We hadn't heard of cheese straws until someone brought them in to work, but we quickly became fans. A long cheddar cracker with a spicy kick -- what's not to like? These are traditionally a Southern snack, but they're so easy and delicious we think they should be an NYC party staple.
That's why we were so excited to see this recipe for them on one of our favorite food blogs, smitten kitchen. We hadn't actually made anything from this blog yet (we mostly just ogled the pictures during our lunch break), but clearly this was a sign to take our relationship with smitten kitchen to the next level (we've since had good luck with her green bean salad).
Adapted from The Lee Bros. Southern Cookbook
1 1/2 cups (about 6 ounces) grated extra-sharp Cheddar cheese
4 tablespoons (1/2 stick or 2 ounces) unsalted butter, softened and cut into 4 pieces
3/4 cup flour, plus more for dusting
1/2 teaspoon kosher salt
1/2 teaspoon crushed red pepper flakes
1 tablespoon half-and-half (cream or milk would work just as well)
1. Preheat oven to 350°F.
2. In a food processor (a blender works fine), combine the cheese, butter, flour, salt and red pepper in five 5-second pulses until the mixture resembles coarse crumbs. Add the half-and-half and process until the dough forms a ball, about 10 seconds.
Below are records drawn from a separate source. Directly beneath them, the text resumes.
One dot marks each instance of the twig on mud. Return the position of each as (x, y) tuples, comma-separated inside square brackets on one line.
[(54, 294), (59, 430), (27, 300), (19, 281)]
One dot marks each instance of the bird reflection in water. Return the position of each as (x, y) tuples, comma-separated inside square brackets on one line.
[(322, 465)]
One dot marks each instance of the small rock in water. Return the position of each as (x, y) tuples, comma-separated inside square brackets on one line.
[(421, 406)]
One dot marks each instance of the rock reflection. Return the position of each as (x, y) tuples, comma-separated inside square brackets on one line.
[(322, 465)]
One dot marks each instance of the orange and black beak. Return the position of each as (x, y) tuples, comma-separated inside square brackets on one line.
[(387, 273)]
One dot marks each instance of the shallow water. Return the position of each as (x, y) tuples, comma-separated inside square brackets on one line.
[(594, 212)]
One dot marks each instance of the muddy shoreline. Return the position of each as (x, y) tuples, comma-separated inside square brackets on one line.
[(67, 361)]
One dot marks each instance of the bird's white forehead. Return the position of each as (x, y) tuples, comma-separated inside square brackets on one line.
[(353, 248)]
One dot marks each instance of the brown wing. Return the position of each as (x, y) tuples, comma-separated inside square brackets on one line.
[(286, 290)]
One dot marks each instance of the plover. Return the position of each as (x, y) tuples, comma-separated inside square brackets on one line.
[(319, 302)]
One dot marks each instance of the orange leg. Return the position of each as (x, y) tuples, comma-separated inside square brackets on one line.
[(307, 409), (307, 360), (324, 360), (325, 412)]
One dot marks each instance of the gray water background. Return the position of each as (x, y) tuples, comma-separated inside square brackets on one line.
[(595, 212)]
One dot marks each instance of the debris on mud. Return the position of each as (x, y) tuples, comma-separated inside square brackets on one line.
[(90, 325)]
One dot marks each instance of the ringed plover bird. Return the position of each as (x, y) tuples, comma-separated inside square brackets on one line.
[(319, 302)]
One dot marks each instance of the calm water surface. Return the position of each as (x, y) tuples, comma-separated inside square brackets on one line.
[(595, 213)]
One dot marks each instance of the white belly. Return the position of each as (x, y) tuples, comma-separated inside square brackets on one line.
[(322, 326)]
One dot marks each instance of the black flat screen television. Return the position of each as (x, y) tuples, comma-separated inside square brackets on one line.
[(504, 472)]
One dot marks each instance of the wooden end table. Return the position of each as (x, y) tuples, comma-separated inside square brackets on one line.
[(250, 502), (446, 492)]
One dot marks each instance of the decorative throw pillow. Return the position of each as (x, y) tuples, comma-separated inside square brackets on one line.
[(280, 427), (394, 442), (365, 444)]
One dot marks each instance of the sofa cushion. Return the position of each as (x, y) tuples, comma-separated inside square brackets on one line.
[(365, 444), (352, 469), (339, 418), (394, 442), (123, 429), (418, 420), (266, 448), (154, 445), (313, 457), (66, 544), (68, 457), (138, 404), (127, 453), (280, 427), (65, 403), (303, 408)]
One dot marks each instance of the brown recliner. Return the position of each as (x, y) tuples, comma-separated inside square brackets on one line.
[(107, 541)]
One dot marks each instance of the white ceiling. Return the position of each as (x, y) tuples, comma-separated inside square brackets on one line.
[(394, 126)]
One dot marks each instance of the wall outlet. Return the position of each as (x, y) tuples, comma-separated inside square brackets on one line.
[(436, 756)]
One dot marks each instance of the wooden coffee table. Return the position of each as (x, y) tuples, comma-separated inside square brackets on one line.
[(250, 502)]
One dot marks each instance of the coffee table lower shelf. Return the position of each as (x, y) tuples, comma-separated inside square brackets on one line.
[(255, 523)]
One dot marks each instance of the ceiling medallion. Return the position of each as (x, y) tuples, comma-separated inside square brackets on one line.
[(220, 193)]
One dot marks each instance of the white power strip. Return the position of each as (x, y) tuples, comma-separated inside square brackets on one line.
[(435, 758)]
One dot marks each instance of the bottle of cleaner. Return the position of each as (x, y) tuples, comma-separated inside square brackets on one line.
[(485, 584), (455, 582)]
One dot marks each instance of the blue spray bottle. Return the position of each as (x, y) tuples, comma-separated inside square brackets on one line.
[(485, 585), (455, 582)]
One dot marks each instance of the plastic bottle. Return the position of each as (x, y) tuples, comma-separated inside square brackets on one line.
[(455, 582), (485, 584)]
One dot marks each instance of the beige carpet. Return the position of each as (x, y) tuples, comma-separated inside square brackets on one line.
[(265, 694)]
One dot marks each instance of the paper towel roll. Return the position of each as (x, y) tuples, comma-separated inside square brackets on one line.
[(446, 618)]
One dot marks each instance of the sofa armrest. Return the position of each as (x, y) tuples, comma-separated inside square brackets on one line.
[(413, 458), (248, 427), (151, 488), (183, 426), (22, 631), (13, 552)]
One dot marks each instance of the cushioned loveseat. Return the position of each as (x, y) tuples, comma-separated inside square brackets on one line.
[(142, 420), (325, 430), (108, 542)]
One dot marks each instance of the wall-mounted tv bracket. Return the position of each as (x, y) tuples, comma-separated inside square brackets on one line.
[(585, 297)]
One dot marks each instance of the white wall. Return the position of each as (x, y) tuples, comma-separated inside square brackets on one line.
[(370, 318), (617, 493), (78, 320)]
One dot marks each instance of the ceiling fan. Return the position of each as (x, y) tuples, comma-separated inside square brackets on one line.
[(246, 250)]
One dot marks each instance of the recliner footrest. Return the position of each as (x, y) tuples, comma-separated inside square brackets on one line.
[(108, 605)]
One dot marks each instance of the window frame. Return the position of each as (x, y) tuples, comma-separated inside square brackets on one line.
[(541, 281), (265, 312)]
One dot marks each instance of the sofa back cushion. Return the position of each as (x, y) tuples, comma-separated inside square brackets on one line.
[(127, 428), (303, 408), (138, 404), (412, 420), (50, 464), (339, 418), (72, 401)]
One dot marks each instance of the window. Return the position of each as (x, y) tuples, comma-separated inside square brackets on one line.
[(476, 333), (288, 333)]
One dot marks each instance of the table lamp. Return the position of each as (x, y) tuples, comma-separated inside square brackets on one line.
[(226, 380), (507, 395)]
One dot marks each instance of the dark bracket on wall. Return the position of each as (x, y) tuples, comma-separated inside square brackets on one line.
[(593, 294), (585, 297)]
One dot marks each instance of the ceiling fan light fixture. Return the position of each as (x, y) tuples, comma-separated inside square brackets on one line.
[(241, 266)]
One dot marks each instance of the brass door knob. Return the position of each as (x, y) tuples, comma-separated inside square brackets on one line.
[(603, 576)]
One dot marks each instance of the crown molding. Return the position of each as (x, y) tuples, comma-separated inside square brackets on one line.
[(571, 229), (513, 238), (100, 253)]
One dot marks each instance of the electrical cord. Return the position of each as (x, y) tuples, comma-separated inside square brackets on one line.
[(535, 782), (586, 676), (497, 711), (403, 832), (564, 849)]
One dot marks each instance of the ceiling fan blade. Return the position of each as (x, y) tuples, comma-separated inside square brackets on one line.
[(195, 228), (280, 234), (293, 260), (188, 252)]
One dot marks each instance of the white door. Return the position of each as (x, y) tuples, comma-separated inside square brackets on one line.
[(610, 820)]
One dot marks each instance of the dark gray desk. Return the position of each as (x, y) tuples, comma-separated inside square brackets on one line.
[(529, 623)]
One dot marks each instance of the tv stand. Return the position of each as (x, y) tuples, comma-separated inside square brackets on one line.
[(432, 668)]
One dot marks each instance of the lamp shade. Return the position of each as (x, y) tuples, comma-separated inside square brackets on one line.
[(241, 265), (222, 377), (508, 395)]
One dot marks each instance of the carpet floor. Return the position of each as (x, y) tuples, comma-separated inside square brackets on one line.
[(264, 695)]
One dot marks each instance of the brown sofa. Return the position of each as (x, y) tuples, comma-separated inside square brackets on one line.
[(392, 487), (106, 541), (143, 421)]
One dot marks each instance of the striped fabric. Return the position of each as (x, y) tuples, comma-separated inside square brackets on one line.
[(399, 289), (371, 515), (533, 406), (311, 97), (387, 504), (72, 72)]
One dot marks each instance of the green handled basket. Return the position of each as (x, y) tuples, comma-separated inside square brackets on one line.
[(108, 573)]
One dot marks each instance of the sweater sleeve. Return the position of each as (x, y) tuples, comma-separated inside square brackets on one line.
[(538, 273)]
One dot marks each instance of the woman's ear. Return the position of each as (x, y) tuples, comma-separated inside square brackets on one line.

3. On a lightly floured surface, using a lightly floured rolling pin, roll the dough into an 8- by 10-inch rectangle that is 1/8-inch thick. With a sharp knife or pizza cutter, cut the dough into thin 8-inch strips, each 1/4- to 1/3-inch wide (dipping the knife in flour after every few inches ensures a clean cut). Gently transfer the strips to an ungreased cookie sheet (though it can't hurt to line with parchment), leaving at least 1/4-inch between them. Many of ours broke while trying to transfer, but it's not a problem — the straws can be any length, from 2 to 10 inches.
4. Bake the straws on the middle rack for 12 to 15 minutes, or until the ends are barely browned. Remove from the oven and set the cookie sheet on a rack to cool. Serve at room temperature.